My biggest problem has been anxiety. At some times it's been crippling and interfered with me doing my job. Listening to music helps me. I listen to music that gets me pumped up, and it instantly lifts my mood.

Basically, let go. You can't say anything to snap her out of it, but if you can be strong, positive and most of all consistent, she will notice. She's riding a roller coaster. Do what you can to get off that ride. I will discuss our relationship but only when she initiates. I will not discuss the logistics of divorce with her. 
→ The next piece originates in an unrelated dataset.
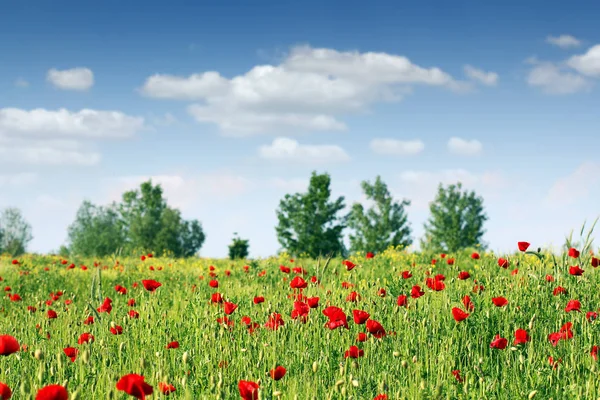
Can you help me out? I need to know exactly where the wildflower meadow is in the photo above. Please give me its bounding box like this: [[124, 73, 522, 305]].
[[0, 242, 600, 400]]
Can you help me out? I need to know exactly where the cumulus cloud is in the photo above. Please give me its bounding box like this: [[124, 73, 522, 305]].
[[259, 138, 350, 164], [464, 65, 498, 86], [567, 44, 600, 78], [46, 67, 94, 91], [546, 35, 581, 49], [369, 139, 425, 156], [448, 137, 483, 156], [527, 62, 591, 95], [0, 108, 144, 138], [141, 46, 466, 135]]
The wall analogy is a good one. The wall has been built up over a long time. If your marriage is meant to be saved, it will only come down brick by brick.


----------



## D.H Mosquito

I wouldn't sign it without seeing my lawyer first and get him to even things up a bit, it certainly looks like she is stalling for time until she gets things stacked in her favour and then hitting you with divorce papers rather than a genuine attempt to reconcile


----------



## neglected42

> Throughout this and our past, I have certainly lost my temper. I was a hot headed kid when we met, but NEVER have I done anything to hurt her...not intentionally at least.


 This sounds just like something my husband would say. Let me assure you, the loss of your temper has definitely caused her to feel a need to be protected. That "rage" and loss of control may seem like nothing to you, but it is significant. 

I was at a party once where one of my girlfriends was in an argument with her boyfriend. He "lost his temper". I will never forget how all the women at the party acted. They were horrified. Said things like "my husband would NEVER talk to me like that", "she needs to get rid of him", etc, etc. My friend was divorced shortly afterwards. The thing is, his loss of temper did not have the same impact on me. I had seen that kind of thing in my own marriage. I did not realize it was not normal. 

If she is trying to protect herself it is because she does not trust you. Perhaps your temper has something to do with this. I went to see a lawyer regarding my situation because I felt I needed to protect myself from my husband as well. If we were going to separate, I felt he might let his temper guide him rather than logic, and what is best for the children. 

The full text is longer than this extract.